(3R)‑5,6,7‑trihydroxy‑3‑isopropyl‑3‑methylisochroman‑1‑ one attenuates cardiac dysfunction via the apelin/APJ signaling pathway

Abstract

Myocardial infarction (MI) is associated with a high risk of mortality and is a major global health concern. The present study aimed to investigate the protective effects of (3R)‑5,6,7‑trihydroxy‑3‑isopropyl‑3‑methylisochroman‑1‑one (TIM) against MI induced by isoproterenol (ISO) in a rat model and the underlying mechanisms. Wistar rats were assigned to 4 groups (n=10): The control group received saline treatment; the ISO group received an intraperitoneal injection of ISO (100 mg/kg); and the TIM (low) and TIM (high) groups received an intraperitoneal injection of ISO, plus a 1 and 2 mg/kg dose of TIM orally, respectively.
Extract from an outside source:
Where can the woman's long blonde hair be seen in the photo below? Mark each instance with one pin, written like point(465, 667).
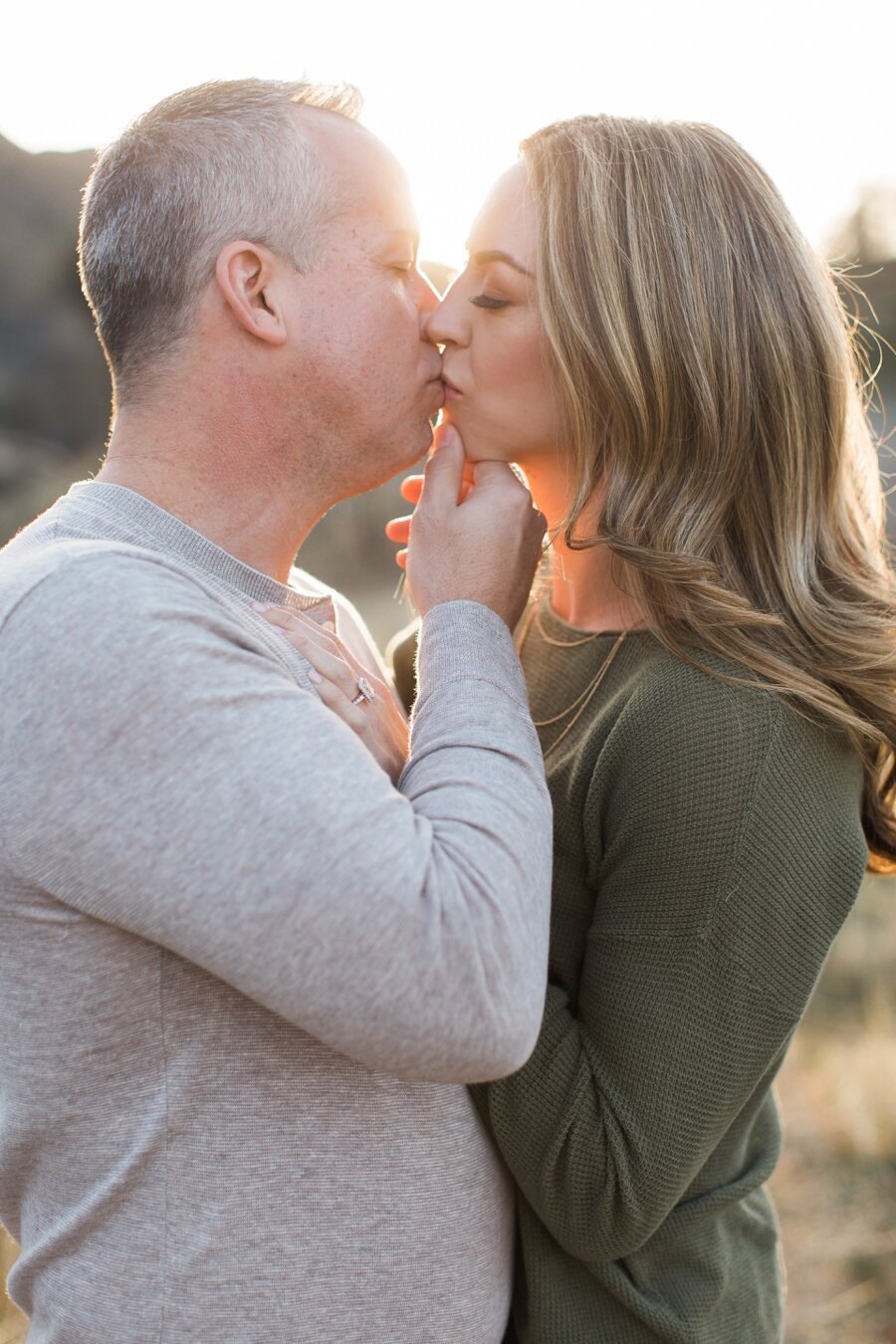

TIM rats were treated with TIM daily for 12 days and received ISO injections on the final 2 days to induce MI. Cardiac function, apoptosis index and protein expression were subsequently determined. The levels of oxidative stress markers were determined by ELI SAs, whereas DNA damage was detected using a Cell Death Detection ELISA kit. Gene and protein expression were determined via reverse transcription‑quantitative polymerase chain reaction and western blot analyses, respectively. Following treatment with ISO, the maximum left ventricular contraction/relaxation velocity and left ventricular systolic pressure were significantly decreased, whereas the left ventricular end‑diastolic pressure was increased; however, treatment with TIM significantly ameliorated ISO‑induced cardiac dysfunction. Additionally, TIM treatment significantly decreased oxidative stress and inhibited the apoptosis of cardiomyocytes, as determined by a decrease in caspase activities, increased expression of B‑cell lymphoma 2 (Bcl‑2) and reduced expression of cleaved caspase‑3, cleaved caspase‑9 and Bcl‑2‑associated X. Furthermore, treatment with TIM upregulated the levels of apelin in the plasma and myocardium of ISO‑ treated rats. The results indicated that TIM protected cardiomyocytes against ISO‑ induced MI, potentially via the apelin/apelin receptor signaling pathway. The results of the present study suggested that TIM may be a potential novel therapy for the treatment of MI.